Le roman Les choses humaines de Karine Tuil, publié en 2019, est un roman d’un réalisme et d’une justesse absolue. Il a remporté plusieurs prix, notamment le Goncourt des lycéens l’année de sa parution.
Une plainte déposée pour viol… c’est ton fils
Claire, essayiste féministe française, et Jean, journaliste politique reconnu, ont un fils Alexandre. Ce jeune homme, étudiant à Stanford, est promis à un brillant avenir. Rien ne devait venir entacher le bonheur de Claire. Divorcée de Jean, elle retrouve l’amour grâce à sa rencontre avec un professeur juif. Ce dernier a deux filles, Noa et Mila.
Pourtant, après une soirée étudiante où Mila et Alexandre se rendent, la jeune femme l’accuse de viol.
Commence alors un cauchemar pour ce jeune homme brillant qui est incarcéré et qui prône son innocence.
Deux ans après son arrestation dans le contexte de l’affaire Weinstein et du #METOO, le lecteur assiste au procès d’Alexandre. Des secrets de famille sur le journaliste emblématique sont révélés.
Mais il s’agissait de son fils, de son enfant
Ce roman n’est ni un réquisitoire ni un éloge du mouvement Metoo. Karine Tuil décrit avec une objectivité déconcertante la destruction de plusieurs vies, celle de Mila, celle d’Alexandre et celle de Claire.
Claire grande essayiste féministe qui prône l’égalité entre les femmes et les hommes se retrouve face au dilemme d’une vie ; mettre ses idéaux de coté pour protéger son fils bien qu’elle ne connaisse pas la vérité sur ce qui s’est passé lors de cette soirée ou renier son fils au nom de son combat pour la cause des femmes.

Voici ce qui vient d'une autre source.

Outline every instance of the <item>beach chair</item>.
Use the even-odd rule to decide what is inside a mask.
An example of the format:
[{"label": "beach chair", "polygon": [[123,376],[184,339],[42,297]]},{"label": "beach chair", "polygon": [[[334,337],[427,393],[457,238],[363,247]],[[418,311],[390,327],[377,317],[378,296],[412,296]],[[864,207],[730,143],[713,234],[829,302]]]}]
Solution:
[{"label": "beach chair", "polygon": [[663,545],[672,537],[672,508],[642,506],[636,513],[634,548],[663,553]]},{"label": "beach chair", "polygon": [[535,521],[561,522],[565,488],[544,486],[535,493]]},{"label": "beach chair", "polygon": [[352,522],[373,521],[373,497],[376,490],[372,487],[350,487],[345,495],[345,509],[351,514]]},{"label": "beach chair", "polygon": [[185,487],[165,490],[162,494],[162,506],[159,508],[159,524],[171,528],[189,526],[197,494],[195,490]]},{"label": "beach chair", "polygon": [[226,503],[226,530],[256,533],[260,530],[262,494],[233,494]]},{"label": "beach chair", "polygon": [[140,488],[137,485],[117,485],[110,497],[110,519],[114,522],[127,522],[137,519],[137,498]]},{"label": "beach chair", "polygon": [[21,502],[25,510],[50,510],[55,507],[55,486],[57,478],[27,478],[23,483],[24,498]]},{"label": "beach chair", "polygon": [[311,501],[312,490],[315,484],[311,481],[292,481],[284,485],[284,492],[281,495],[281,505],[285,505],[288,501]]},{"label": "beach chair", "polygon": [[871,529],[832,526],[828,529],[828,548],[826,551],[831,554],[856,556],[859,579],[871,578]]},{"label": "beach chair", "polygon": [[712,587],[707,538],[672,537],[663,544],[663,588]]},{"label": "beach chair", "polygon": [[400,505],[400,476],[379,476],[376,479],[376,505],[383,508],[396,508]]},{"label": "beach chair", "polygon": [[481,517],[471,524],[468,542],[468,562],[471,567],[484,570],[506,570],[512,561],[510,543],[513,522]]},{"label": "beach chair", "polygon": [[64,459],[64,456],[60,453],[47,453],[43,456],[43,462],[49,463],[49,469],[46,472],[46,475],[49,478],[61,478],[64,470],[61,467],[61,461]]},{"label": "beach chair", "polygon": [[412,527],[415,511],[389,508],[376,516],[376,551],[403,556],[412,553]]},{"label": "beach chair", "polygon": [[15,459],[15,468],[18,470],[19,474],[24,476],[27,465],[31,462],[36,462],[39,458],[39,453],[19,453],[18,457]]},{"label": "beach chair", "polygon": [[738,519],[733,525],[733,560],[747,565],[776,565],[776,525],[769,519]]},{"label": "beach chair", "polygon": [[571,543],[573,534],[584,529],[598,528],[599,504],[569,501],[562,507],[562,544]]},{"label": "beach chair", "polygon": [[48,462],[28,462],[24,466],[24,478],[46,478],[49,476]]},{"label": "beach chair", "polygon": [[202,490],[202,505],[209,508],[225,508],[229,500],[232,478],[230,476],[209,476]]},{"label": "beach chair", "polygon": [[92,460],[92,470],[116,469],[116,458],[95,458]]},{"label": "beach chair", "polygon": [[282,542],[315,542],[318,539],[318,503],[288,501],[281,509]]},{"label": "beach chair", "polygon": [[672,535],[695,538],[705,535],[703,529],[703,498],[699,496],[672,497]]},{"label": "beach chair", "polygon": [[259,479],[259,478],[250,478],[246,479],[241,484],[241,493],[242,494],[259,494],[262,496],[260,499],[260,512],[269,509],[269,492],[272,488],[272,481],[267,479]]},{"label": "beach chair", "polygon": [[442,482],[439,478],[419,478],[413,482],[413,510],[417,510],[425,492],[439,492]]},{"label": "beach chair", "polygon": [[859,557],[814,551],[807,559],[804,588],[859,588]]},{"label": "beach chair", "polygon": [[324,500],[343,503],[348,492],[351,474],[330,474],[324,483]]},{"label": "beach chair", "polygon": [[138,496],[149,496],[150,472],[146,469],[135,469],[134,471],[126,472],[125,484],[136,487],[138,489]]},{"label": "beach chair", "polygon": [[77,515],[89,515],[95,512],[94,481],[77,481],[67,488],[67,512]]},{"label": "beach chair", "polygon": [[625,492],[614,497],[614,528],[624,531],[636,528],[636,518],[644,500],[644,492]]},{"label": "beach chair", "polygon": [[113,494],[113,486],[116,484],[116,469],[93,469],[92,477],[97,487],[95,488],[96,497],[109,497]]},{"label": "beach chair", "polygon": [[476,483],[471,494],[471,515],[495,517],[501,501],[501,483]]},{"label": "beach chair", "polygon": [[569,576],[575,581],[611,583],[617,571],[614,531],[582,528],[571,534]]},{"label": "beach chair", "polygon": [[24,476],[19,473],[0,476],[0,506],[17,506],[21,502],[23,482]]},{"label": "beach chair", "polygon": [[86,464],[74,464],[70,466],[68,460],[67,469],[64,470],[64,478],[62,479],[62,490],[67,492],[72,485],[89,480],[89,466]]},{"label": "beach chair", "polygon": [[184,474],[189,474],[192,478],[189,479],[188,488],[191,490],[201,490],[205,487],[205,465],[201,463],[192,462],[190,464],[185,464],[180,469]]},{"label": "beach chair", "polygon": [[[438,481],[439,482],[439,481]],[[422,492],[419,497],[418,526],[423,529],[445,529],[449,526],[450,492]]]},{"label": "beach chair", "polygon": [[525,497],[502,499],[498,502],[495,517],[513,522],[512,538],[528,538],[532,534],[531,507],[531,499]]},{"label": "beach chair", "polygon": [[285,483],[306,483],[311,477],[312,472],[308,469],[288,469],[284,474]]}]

Dans la vie courante il n’est pas inhabituel de dire « si mon fils devient un violeur, je le renie ». L’auteure met en avant par Claire les sentiments contradictoires qui cohabitent chez les parents de l’accusé. Un amour aussi fort que celui porté à un enfant ne s’efface pas du jour au lendemain. D’autant plus quand plane un doute aussi important sur une affaire aussi tragique, car les deux protagonistes, Alexandre et Mila, ont chacun leur point de vue sur cette soirée. Chacun a sa vérité.
La présomption d’innocence ça vous dit quelques chose ?
Ce roman met en lumière un droit fondamental ; la présomption d’innocence. Un accusé est vu comme innocent jusqu’à ce que la justice le reconnaisse comme condamné.
Ce droit est souvent oublié par la presse et les réseaux sociaux où chacun fait sa justice surtout lors des affaires de viol. Tout le monde donne son avis sans même avoir analysé les faits. L’accusé se fait lyncher, insulter, menacer par toute une communauté d’internautes qui le condamnent.
Par la plaidoirie de l’avocat d’Alexandre, Karine Tuil appuie sur la dangerosité de la justice faite par les réseaux sociaux, car dans ces affaires il y a un juré. La chance que les réseaux sociaux influencent le jury est très élevée or ils doivent être impartiaux et objectifs.
L’auteure rappelle ce droit qui est un des piliers de la justice.
Ce très beau roman mérite d’être lu par tous pour sa justesse. L’enseignement qu’il apporte pour qu’à l’ère des réseaux sociaux, nous n’oublions pas que seule la justice a son mot à dire et ce pour n’importe quel crime.